Note the indexing when we load from matrix \$A\$, for each element of one tile of \$A\$,
we move N * row to get to the element’s row, i * TILE_WIDTH to get to the tile,
and inside each tile, we move threadIdx.x times to get to the element,
so in total (N * row) + (i * TILE_WIDTH) + threadIdx.x,
which corresponds to the element t_A[threadIdx.y][threadIdx.x] of the tile,
or element threadIdx.y * TILE_WIDTH + threadIdx.x.
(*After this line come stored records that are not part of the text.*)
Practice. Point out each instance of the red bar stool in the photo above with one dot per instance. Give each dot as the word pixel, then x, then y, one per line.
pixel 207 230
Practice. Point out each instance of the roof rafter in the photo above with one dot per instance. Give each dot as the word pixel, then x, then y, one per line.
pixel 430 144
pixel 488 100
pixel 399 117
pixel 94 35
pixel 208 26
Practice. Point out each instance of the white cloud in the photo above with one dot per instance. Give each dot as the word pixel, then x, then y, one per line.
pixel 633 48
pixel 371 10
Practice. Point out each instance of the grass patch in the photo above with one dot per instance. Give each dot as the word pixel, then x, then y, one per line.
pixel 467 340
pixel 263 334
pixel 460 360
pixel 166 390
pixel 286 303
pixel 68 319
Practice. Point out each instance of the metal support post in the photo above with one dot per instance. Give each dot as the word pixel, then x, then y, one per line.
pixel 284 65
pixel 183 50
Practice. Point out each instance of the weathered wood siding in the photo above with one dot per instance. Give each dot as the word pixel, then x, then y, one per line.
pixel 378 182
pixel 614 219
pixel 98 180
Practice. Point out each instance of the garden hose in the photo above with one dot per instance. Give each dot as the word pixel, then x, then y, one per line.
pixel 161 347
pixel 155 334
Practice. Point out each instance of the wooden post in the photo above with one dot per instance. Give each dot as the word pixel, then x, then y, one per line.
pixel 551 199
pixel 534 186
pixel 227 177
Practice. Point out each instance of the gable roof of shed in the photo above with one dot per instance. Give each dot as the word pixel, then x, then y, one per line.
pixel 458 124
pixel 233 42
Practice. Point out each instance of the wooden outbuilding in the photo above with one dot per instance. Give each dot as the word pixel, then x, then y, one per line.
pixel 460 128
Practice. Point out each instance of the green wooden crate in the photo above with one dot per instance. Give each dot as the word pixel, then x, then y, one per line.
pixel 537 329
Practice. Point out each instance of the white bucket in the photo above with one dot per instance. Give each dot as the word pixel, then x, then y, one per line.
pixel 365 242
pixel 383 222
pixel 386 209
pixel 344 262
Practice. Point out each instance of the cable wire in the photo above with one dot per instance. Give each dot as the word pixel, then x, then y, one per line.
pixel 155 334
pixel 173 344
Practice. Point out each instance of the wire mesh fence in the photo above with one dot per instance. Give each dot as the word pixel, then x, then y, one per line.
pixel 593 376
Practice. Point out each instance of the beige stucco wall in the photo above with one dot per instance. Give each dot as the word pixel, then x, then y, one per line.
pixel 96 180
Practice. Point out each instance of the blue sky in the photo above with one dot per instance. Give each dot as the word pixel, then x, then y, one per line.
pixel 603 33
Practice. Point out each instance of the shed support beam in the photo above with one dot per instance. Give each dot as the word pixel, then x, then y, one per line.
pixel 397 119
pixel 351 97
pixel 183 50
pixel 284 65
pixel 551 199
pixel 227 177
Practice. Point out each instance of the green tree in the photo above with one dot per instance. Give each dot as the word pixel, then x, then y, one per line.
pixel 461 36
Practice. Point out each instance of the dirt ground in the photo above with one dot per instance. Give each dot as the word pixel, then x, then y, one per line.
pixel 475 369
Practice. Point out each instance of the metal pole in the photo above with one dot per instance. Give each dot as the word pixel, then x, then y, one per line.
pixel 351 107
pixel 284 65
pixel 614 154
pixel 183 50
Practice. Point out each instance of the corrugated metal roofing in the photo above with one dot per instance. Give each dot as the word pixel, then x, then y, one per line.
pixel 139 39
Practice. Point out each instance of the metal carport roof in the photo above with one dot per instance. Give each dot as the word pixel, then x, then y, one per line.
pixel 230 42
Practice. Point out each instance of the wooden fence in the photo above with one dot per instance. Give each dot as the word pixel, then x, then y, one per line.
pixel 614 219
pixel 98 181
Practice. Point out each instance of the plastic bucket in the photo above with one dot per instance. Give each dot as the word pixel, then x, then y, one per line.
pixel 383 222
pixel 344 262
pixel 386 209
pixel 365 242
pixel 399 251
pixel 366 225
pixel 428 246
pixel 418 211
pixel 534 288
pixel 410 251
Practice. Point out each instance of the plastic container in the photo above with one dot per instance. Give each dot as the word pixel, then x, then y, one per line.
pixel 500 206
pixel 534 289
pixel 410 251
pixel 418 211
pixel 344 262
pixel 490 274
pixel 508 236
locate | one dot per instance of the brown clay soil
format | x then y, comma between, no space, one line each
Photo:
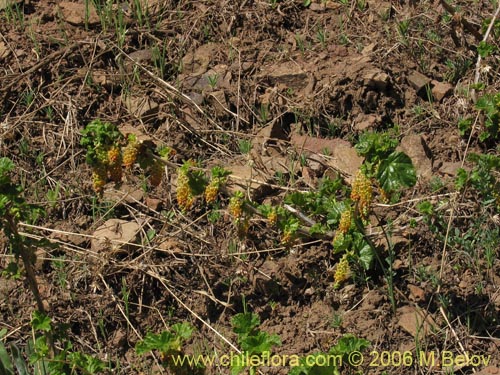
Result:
208,78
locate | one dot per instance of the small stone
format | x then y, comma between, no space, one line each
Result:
414,146
418,81
416,293
440,90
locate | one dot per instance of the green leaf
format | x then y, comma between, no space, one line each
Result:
376,146
238,364
182,330
396,171
162,342
6,166
19,361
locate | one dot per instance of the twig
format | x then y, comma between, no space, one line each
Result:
479,58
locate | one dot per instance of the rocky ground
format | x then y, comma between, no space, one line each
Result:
278,93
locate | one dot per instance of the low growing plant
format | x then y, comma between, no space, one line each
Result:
252,341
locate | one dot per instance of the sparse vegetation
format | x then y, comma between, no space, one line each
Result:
331,166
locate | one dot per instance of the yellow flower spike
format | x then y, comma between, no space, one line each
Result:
212,190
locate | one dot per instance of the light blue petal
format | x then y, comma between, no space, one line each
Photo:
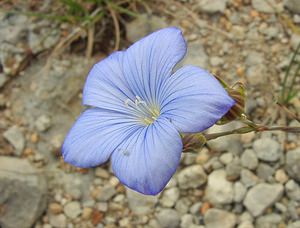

For loading columns from matrix \$B\$ to its corresponding tile in shared memory,
we move i * TILE_WIDTH + threadIdx.y downward to get to each element’s row,
and we move col to the right to get each element of the column.
For launching the kernel we specify the grid and block dimension such that in each block we have
TILE_WIDTH * TILE_WIDTH threads, (N / TILE_WIDTH) * (N / TILE_WIDTH) blocks with possible padding,
also for convenience we do 2D indexing:
// 2D block with TILE_WIDTH * TILE_WIDTH threads
dim3 dim_block(TILE_WIDTH, TILE_WIDTH);
// 2D grid with N/TILE_WIDTH * N/TILE_WIDTH blocks
dim3 dim_grid((N + TILE_WIDTH - 1) / TILE_WIDTH,
(N + TILE_WIDTH - 1) / TILE_WIDTH);
matrix_mul<<<dim_grid, dim_block>>>(d_A, d_B, d_C);
The complete source code can be viewed at: saliei/cuda-projects.